Adam O'Neill, the managing director, Y Soft, Australia, says that most companies are aware they could save money but struggle to identify what part of a process needs improvement.
As well as saving money, another trend amongst inefficient workplaces is the use of time. O'Neill places emphasis on the importance of an efficient use of time as it can have almost the same impact on a business as saving on direct costs.
O'Neill says “many companies sense that they could save money on things like printing but they’re not necessarily sure where the inefficiencies are in their processes or solutions."
"Saving time can often have almost the same impact on the bottom line as saving on direct costs, so businesses should review their solutions and processes and streamline them wherever possible," he says.
What it comes down to is the choice of business management platforms.
“Businesses can reduce costs and improve productivity by choosing the right platform to manage business processes and functions, and it doesn’t have to be a convoluted or expensive process," he says.
O'Neill suggests three solutions to removing these inefficiencies.
The first is to identify and review the large toll an inefficient printing system can have on a business.

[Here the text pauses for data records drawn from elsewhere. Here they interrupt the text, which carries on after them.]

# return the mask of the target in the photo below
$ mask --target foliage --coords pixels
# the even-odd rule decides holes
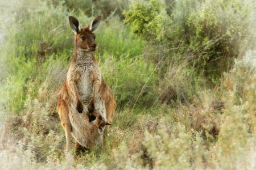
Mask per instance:
[[[0,169],[256,168],[253,1],[135,1],[131,24],[126,1],[0,1]],[[74,156],[56,110],[67,17],[100,14],[94,54],[117,109],[104,147]],[[214,86],[198,74],[212,63],[227,70]]]
[[[168,57],[188,52],[193,56],[191,65],[198,71],[205,71],[208,76],[208,71],[214,70],[212,73],[220,75],[225,65],[255,46],[251,41],[255,36],[254,3],[176,1],[169,15],[168,4],[163,1],[136,1],[124,12],[125,21],[132,24],[135,35],[148,42],[164,42],[162,45],[171,49]]]

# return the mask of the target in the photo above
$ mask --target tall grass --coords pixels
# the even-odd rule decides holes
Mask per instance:
[[[84,2],[79,10],[71,0],[0,2],[0,169],[256,168],[255,49],[240,54],[221,78],[209,78],[192,66],[200,54],[131,35],[134,26],[118,11],[128,2],[99,2],[109,4]],[[104,8],[118,4],[117,13]],[[117,109],[104,147],[74,156],[65,152],[56,110],[73,54],[67,18],[85,27],[102,14],[94,54]]]

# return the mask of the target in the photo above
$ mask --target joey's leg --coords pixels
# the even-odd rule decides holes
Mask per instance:
[[[62,125],[64,128],[66,136],[66,151],[69,151],[71,150],[71,125],[69,123],[63,123]]]
[[[90,151],[89,148],[84,147],[79,144],[79,143],[76,141],[76,144],[75,144],[76,147],[76,155],[79,155],[81,154],[85,153]]]

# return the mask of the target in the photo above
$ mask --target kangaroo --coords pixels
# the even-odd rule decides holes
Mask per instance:
[[[96,126],[93,120],[97,115],[91,114],[100,114],[103,122],[110,124],[115,112],[115,100],[93,55],[96,44],[93,32],[101,19],[101,16],[98,16],[82,28],[76,18],[69,17],[70,26],[75,32],[75,53],[57,105],[67,151],[72,148],[71,135],[77,148],[81,146],[90,148],[102,143],[102,133],[109,126],[105,124]]]

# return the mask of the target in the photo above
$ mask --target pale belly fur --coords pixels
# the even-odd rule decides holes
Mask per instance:
[[[92,148],[102,143],[103,134],[100,135],[93,122],[89,121],[88,116],[88,103],[84,103],[84,110],[82,113],[76,110],[76,100],[73,101],[73,107],[69,110],[69,120],[72,126],[72,135],[82,146]],[[100,97],[96,95],[95,98],[95,111],[101,114],[105,119],[106,109]]]

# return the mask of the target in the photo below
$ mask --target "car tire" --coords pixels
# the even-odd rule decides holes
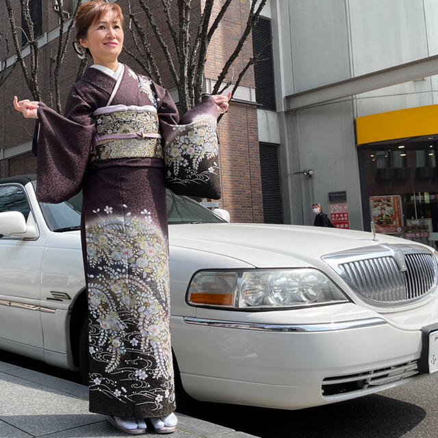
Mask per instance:
[[[183,413],[185,412],[190,412],[193,406],[197,402],[193,397],[189,396],[183,386],[183,381],[181,378],[181,374],[179,373],[179,368],[178,366],[178,362],[177,362],[177,358],[175,357],[173,350],[172,350],[172,359],[173,362],[173,374],[175,377],[175,397],[177,401],[177,406],[178,407],[178,412]]]
[[[88,386],[88,320],[85,318],[79,336],[79,369],[83,385]]]

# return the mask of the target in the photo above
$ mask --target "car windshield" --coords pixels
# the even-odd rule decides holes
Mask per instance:
[[[36,183],[34,181],[36,188]],[[169,224],[220,223],[225,221],[195,201],[167,190],[166,196]],[[60,204],[40,203],[46,222],[53,231],[80,229],[82,192]]]

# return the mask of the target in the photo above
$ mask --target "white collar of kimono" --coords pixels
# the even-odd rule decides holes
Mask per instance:
[[[93,64],[93,65],[91,66],[91,68],[100,70],[101,72],[106,73],[108,76],[114,77],[116,80],[118,79],[118,77],[123,71],[123,66],[120,62],[118,63],[118,67],[117,67],[117,70],[116,71],[113,71],[111,68],[108,68],[108,67],[105,67],[105,66],[101,66],[99,64]]]

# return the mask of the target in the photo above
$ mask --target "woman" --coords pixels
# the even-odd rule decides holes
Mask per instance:
[[[211,142],[230,96],[208,97],[179,125],[167,90],[118,62],[120,7],[92,0],[75,21],[94,65],[71,89],[64,116],[41,102],[14,97],[14,105],[38,118],[38,201],[59,203],[83,190],[90,410],[127,433],[144,433],[148,418],[155,431],[173,432],[162,145],[190,146],[194,130],[196,147],[203,135]]]
[[[335,228],[335,225],[331,223],[331,220],[328,219],[325,213],[322,213],[321,204],[315,203],[312,205],[312,211],[315,214],[315,220],[313,221],[313,227],[328,227],[328,228]]]

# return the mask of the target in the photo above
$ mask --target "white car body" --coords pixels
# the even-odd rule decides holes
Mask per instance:
[[[31,207],[27,224],[38,231],[36,239],[0,238],[0,348],[77,370],[72,331],[86,304],[79,231],[51,231],[31,183],[25,182],[0,181],[0,188],[23,184]],[[428,333],[438,329],[432,248],[387,235],[374,240],[369,233],[287,225],[170,225],[169,235],[172,348],[184,389],[195,398],[296,409],[428,375],[418,368],[421,357],[425,370]],[[433,259],[432,287],[411,302],[376,304],[339,274],[347,259],[386,255],[402,265],[400,248]],[[188,301],[188,285],[201,270],[294,268],[323,272],[348,302],[250,311]],[[374,274],[391,281],[389,270]]]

O'Neill points out how the process is simple and ubiquitous but harbours innumerable hidden costs.
Some of the changes offices could adopt immediately are reducing abandoned print jobs and reprinted documents, the unnecessary use of colour and printing multi-page documents single-sided instead of double sided.
O'Neil goes on to highlight how some offices may be using unsuitable machines. He says that as the efficiency of a printer is optimized when it is used for the intended purpose, a downfall may be when an office has too many printers or the wrong type.
The solution to this is implementing a managed printing service. This includes strong management that can help strip unnecessary costs from the printing process.
As an example, O'Neill says, "mandating that employees print in black and white, and use duplexing capabilities, can reduce both paper and toner costs. Reducing or right-sizing the printer fleet can reduce maintenance and running costs."
"And leveraging print-roaming capabilities can minimise waste while maximising document security, so fewer staff members require their own personal printer."
The second solution O'Neill suggests to improve workplace efficiency is improving workflows to optimise employee productivity.
He says that although many businesses are already undergoing digital transformation to streamline workflows and reduce data entry and errors, manual intervention is still depended on to complete the process. In turn, this leads to more errors and less time for staff to focus on meaningful activities.
Reducing manual intervention to a minimum is the key, O'Neill says.
“Solutions that include robust document capture capabilities, customised delivery to pre-defined locations and notifications can help employees get data into internal systems or to others in the organisation with minimal manual intervention."
"This can dramatically reduce the amount of time staff spend on manual and repetitive tasks, freeing them up to focus on the tasks that contribute to organisational success," he says.
The final solution from O'Neill regards document security. Although printing sensitive documents at a shared printer only leaves them exposed to unwanted eyes, this process is still common.
On the other hand, some organisations invest in personal printers specifically for confidential documents.
Neither of these processes is ideal.
The ideal, O'Neill says, comes with the adoption of a print management system.
O'Neill says such a system “tracks activity performed by multi-function devices for auditability; lets people print to any device securely by requiring a unique employee code to release printouts; and supports secure printing from mobile devices.
"This eliminates unauthorised printing as well as ensuring no documents are left in the printer tray," he says.
“By taking a few relatively simple steps, businesses can save money and time, while letting employees access the print facilities they need. This combines to improve the bottom line for any organisation, " O'Neill says.